Required vs optional
| Field | Required? | Without it |
|---|
| Single root span per execution | Required | Each call becomes its own trace; no agent view |
| Root input | Required | Traces show timing only |
| Root output or error | Required | You cannot tell success from failure |
| Agent name | Recommended | Traces are hard to group and filter |
| Generation model + usage | Recommended | No cost, token, or model analysis |
| Tool name + args + result | Recommended | Tool calls are invisible or opaque |
| Thread id | Optional | Multi-turn conversations are not grouped |
| User / session / environment | Optional | No per-user or per-environment slicing |
Issue detection eligibility
Beyond rendering a trace, Lemma runs automated issue detection (silent failures, bad tool calls, loops). Today this runs for traces that arrive in a recognized shape:
- Vercel AI SDK traces (the AI SDK’s
experimental_telemetry output).
- OpenInference / LangGraph traces.
If you instrument with a supported framework, issue detection works automatically. Pure manual Langfuse traces render today and are being brought to full issue-detection parity. For the current status of each shape, see Good trace vs bad trace.
Appendix: underlying OpenTelemetry keys
You do not need this section for Langfuse instrumentation. It is here for teams exporting from an existing OpenTelemetry / OpenInference / Vercel AI SDK pipeline, documenting the literal attribute keys Lemma reads.
Trace root — the earliest span in the trace with no parent. All other spans must be its descendants.

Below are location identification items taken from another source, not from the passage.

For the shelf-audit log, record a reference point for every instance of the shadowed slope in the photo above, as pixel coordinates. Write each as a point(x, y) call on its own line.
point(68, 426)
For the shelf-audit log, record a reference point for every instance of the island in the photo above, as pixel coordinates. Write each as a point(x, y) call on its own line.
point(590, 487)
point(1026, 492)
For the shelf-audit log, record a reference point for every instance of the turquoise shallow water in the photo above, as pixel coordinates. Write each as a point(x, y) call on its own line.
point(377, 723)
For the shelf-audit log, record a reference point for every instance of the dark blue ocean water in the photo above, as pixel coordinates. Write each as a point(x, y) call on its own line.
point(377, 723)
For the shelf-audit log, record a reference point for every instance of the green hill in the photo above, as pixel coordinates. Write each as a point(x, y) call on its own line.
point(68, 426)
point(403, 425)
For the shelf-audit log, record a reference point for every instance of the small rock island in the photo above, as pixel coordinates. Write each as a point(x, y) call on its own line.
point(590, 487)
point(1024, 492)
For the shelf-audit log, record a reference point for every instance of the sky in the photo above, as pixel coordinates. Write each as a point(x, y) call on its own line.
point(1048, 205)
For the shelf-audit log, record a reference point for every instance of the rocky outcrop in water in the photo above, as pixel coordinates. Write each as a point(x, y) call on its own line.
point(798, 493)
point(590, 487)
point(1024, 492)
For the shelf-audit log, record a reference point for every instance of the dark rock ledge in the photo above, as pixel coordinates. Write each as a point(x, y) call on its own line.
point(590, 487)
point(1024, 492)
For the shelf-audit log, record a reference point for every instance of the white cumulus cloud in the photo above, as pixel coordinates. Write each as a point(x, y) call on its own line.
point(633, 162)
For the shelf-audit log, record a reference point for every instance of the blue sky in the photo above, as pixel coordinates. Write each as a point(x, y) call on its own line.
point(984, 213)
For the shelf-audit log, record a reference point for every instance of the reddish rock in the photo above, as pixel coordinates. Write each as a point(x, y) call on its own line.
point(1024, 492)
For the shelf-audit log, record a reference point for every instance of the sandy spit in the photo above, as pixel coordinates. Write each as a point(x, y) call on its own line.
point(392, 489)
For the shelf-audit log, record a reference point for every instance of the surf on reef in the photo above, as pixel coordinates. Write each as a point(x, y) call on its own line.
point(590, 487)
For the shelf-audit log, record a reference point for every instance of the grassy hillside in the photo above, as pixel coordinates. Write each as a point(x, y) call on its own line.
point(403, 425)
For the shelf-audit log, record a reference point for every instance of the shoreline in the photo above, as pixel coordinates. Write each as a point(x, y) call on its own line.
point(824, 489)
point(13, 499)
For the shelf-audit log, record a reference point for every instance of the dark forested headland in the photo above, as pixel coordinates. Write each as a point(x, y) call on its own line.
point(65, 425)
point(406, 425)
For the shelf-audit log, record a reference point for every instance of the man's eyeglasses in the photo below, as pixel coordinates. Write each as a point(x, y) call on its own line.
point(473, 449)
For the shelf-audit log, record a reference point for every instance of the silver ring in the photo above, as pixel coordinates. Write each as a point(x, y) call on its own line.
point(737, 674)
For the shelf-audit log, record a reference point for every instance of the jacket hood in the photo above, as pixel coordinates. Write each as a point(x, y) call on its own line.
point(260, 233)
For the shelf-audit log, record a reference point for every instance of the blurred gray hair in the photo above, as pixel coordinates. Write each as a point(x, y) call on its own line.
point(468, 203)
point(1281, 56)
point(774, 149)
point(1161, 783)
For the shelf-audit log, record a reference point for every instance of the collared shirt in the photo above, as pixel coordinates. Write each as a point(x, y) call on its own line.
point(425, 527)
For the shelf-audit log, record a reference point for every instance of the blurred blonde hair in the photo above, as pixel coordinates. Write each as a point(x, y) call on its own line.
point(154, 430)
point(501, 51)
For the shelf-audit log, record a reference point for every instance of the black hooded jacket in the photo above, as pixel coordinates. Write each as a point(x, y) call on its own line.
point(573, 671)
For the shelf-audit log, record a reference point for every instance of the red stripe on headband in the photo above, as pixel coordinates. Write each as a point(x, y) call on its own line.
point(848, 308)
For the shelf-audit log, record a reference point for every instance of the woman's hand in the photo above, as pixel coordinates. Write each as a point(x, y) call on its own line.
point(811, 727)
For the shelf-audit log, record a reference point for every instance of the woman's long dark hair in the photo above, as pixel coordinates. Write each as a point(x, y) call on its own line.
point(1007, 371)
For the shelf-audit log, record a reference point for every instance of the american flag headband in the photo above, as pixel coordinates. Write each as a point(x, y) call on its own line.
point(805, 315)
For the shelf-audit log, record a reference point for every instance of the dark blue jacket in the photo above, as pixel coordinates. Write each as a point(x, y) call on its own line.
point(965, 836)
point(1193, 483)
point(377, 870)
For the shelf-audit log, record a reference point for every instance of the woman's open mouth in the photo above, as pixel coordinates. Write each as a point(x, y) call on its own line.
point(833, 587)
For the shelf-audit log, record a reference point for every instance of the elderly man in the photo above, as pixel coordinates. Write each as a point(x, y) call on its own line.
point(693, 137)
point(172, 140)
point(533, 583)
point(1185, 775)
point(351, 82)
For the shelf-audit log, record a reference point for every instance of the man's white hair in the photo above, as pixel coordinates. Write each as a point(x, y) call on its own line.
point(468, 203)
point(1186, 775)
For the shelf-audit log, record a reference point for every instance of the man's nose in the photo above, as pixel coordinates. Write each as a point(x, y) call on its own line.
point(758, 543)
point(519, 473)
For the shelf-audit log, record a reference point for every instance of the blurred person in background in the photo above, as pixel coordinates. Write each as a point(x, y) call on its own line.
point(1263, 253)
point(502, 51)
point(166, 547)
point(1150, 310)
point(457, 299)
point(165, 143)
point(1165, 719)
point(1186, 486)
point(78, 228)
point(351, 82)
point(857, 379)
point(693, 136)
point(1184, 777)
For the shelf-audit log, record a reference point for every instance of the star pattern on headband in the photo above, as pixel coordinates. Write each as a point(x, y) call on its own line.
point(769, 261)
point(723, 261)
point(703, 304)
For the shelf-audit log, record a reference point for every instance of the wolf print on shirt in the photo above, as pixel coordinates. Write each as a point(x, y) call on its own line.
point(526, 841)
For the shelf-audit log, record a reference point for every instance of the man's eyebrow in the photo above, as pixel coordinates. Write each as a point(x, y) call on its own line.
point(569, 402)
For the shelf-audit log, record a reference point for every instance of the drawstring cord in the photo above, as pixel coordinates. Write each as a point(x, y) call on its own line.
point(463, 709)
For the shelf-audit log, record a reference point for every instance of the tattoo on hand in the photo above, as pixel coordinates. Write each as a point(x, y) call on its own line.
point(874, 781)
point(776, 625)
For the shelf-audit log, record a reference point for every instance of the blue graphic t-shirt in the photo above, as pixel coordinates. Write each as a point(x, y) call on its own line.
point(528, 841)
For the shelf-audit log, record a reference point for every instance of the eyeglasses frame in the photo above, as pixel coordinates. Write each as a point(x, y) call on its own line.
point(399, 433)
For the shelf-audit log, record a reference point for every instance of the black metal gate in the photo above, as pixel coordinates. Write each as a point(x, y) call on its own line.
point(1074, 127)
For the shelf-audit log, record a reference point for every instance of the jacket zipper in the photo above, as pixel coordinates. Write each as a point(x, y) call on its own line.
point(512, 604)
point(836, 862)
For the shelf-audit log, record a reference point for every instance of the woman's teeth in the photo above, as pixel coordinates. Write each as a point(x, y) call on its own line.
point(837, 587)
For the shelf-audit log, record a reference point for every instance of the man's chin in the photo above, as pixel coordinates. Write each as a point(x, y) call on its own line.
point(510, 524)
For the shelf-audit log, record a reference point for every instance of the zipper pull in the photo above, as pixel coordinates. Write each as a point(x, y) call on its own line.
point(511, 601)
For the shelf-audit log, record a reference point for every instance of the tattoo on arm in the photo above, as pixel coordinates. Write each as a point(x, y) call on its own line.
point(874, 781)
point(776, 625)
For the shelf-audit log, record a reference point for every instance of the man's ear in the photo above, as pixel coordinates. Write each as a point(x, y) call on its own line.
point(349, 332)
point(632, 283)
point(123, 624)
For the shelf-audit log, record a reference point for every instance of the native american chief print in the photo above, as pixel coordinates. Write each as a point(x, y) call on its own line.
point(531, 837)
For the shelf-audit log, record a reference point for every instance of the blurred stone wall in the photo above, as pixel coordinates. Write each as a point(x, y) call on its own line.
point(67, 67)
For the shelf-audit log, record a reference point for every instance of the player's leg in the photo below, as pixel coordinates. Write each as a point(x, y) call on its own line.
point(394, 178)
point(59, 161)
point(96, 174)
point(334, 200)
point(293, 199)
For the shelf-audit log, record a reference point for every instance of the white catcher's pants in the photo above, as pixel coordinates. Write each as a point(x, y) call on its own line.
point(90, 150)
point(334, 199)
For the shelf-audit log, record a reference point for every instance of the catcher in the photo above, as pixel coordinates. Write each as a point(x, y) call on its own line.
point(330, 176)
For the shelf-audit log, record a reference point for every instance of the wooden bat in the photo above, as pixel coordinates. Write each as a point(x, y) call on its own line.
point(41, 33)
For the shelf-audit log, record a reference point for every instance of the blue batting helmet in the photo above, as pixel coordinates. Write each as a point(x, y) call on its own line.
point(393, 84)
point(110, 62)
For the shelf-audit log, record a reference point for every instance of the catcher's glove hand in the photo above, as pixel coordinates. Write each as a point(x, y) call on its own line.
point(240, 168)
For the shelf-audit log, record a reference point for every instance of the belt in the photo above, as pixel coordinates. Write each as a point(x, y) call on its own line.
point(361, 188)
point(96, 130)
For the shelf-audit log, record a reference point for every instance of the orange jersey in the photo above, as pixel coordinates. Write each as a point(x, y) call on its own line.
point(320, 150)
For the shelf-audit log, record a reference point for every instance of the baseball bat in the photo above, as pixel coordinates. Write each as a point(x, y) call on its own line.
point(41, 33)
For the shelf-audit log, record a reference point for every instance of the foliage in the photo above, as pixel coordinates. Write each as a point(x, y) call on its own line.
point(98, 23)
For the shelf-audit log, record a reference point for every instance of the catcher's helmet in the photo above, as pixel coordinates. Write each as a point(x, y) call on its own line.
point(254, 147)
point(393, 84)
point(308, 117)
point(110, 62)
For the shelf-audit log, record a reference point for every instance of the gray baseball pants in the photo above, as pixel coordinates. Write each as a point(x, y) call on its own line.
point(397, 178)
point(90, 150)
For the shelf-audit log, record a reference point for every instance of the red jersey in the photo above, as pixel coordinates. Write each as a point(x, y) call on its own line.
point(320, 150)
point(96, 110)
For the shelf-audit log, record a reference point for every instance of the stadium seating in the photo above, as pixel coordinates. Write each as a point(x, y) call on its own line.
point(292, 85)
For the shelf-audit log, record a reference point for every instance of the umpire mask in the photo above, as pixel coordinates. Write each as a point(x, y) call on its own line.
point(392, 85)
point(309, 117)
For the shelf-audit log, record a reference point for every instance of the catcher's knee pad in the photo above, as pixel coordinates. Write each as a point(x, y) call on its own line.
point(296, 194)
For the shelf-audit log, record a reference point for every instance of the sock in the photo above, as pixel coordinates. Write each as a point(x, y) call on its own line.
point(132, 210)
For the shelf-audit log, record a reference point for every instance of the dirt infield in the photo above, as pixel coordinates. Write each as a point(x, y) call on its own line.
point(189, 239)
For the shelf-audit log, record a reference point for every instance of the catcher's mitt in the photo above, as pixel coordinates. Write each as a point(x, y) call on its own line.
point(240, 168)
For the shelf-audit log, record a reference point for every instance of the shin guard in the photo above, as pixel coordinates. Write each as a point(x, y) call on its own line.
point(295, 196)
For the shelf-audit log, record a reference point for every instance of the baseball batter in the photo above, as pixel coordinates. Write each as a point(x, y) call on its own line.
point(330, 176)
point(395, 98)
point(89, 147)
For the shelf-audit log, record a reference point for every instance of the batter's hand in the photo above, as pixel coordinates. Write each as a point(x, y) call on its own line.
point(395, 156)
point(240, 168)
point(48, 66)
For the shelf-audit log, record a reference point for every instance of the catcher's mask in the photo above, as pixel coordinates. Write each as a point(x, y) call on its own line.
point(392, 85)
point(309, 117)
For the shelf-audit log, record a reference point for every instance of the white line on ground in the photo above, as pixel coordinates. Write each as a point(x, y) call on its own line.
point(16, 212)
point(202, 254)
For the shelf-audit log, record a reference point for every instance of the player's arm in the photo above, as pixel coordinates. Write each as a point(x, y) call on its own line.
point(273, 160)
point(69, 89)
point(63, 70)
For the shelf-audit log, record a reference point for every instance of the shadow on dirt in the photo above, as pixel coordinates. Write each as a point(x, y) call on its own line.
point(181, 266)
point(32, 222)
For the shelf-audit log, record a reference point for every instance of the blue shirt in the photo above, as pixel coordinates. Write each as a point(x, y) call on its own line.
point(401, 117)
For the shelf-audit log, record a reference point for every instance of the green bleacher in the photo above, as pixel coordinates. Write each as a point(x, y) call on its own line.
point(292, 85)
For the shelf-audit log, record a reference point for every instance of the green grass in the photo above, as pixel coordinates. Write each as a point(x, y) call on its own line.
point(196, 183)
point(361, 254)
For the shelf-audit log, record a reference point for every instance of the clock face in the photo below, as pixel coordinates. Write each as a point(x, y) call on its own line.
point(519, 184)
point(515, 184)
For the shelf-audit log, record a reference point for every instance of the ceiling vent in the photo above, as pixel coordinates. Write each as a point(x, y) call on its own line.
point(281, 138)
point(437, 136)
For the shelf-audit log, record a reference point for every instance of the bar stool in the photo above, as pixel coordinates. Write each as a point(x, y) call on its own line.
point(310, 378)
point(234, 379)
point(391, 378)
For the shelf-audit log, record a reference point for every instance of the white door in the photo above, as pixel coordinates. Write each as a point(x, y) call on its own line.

| Field | Attribute keys Lemma reads (priority order) |
|---|
| Agent name | gen_ai.agent.name, then ai.agent.name (on an agent-run root) |
| Thread id | lemma.thread_id |
| User id | user.id, then enduser.id |
| Input | ai.agent.input → ai.prompt → ai.prompt.messages → gen_ai.prompt → OpenInference llm.input_messages.* → root input.value |
| Output | ai.response.text → ai.response.object → gen_ai.completion → OpenInference llm.output_messages.* → root output.value |
| Model | ai.model.id, gen_ai.request.model, gen_ai.response.model, llm.model_name |
| Tokens (in/out) | ai.usage.inputTokens / gen_ai.usage.input_tokens / gen_ai.usage.prompt_tokens / llm.token_count.prompt (and output equivalents) |
| Generation span | openinference.span.kind="llm", a Vercel generation ai.operationId, or span name response |
| Tool span | ai.toolCall.* (Vercel), or openinference.span.kind="tool" + tool.name |
| Tool args / result | ai.toolCall.args/ai.toolCall.input and ai.toolCall.result/ai.toolCall.output, else input.value/output.value |
If any child references a parent span that is not in the same export batch, the trace can be dropped. In short-lived or serverless runtimes, flush before the process exits so the whole trace ships together. See Setup.